Professor Rick Peltz-Steele recorded an audio commentary, published by the Federalist Society for Law and Public Policy Studies, about a spring decision of the U.S. Supreme Court involving tort law and sovereign immunity.
Professor Rick Peltz-Steele recorded an audio commentary for the Federalist Society for Law and Public Policy Studies on a spring Supreme Court decision involving tort law and sovereign immunity.
On April 29, the Court reversed and remanded the decision of the Eleventh Circuit Court of Appeals in Thacker v. Tennessee Valley Authority. Plaintiff Thacker was seriously injured in a fatal boating accident on the Tennessee River, and he sued the federal government in tort law.
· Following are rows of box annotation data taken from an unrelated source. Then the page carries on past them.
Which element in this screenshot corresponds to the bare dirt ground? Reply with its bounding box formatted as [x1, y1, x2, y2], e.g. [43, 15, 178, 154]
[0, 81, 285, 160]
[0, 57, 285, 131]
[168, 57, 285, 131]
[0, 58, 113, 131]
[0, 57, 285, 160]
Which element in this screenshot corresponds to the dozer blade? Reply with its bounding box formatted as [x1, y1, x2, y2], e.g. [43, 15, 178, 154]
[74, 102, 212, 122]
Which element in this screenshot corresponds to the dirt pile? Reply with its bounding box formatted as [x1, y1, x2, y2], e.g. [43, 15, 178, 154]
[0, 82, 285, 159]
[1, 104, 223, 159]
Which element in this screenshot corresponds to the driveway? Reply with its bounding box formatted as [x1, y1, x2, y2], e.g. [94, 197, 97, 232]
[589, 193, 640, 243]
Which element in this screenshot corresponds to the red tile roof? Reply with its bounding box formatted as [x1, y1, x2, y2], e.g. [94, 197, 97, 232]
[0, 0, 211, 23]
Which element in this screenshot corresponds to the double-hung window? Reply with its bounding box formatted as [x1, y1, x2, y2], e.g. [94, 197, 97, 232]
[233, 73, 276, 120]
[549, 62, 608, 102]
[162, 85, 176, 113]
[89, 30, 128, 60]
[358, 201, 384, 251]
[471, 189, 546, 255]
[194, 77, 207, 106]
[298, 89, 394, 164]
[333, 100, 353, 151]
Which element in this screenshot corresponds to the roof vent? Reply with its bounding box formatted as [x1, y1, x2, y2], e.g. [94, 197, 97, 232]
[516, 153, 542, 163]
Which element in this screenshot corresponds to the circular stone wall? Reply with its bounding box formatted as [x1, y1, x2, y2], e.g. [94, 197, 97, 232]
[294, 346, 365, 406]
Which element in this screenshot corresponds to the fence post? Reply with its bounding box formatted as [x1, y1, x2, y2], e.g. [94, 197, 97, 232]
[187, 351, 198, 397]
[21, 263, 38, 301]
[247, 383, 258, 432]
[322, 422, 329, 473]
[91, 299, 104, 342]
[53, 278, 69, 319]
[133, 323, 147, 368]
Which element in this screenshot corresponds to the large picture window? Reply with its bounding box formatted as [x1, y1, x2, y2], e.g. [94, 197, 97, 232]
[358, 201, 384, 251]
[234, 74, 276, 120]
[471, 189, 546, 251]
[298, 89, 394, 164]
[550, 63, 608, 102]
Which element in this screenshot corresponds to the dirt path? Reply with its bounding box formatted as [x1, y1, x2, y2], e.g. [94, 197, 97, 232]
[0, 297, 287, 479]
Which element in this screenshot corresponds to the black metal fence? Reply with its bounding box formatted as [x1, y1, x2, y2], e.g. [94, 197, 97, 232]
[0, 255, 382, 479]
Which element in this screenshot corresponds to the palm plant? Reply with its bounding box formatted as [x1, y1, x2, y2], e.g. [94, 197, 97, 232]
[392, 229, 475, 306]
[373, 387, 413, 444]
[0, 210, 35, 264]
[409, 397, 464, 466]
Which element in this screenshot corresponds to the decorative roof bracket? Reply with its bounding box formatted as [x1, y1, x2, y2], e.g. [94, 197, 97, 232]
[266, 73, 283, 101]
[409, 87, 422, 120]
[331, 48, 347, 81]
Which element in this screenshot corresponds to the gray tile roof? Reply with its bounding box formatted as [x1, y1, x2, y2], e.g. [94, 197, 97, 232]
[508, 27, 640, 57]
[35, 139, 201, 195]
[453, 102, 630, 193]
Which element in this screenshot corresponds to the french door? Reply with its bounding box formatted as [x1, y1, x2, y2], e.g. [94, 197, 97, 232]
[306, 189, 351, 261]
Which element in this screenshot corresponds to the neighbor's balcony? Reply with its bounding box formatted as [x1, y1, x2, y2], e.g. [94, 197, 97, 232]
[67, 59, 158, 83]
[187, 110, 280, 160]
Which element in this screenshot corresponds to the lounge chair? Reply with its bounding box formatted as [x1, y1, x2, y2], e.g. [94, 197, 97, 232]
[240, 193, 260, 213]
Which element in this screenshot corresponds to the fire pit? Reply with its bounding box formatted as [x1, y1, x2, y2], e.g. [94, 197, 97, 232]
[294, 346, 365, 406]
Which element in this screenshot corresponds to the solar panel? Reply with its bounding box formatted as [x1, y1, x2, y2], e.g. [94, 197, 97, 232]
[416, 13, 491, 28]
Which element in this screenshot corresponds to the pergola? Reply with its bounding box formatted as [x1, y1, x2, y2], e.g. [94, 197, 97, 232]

The lower courts had held the Government immune from negligence liability; Thacker now will get another bite at the apple.
Professor Peltz-Steele explained on his blog, The Savory Tort, in January: “The case compel[led] the Court to analyze what, if any, governmental immunity is afforded to a range of New Deal entities, such as the TVA, which Congress broadly authorized ‘to sue and be sued,’ decades before the Federal Tort Claims Act [FTCA] came into being.”
The Supreme Court rejected the TVA’s claim to a kind of immunity codified in the FTCA. Rather, the Court held, and Peltz-Steele’s commentary explained, the lower courts must determine whether the TVA was acting in a commercial or governmental capacity. Sovereign immunity can attach only in the latter instance.
The commentary is part of the Federalist Society’s ongoing coverage of the Supreme Court through the SCOTUScast series. Earlier this year, Professor Peltz-Steele contributed a pre-argument narrative for a video about the case, part of the Federalist Society’s SCOTUSbrief series, and a post-argument audio commentary. Professor Peltz-Steele teaches 1L tort law at UMass Law and has taught constitutional law in the past.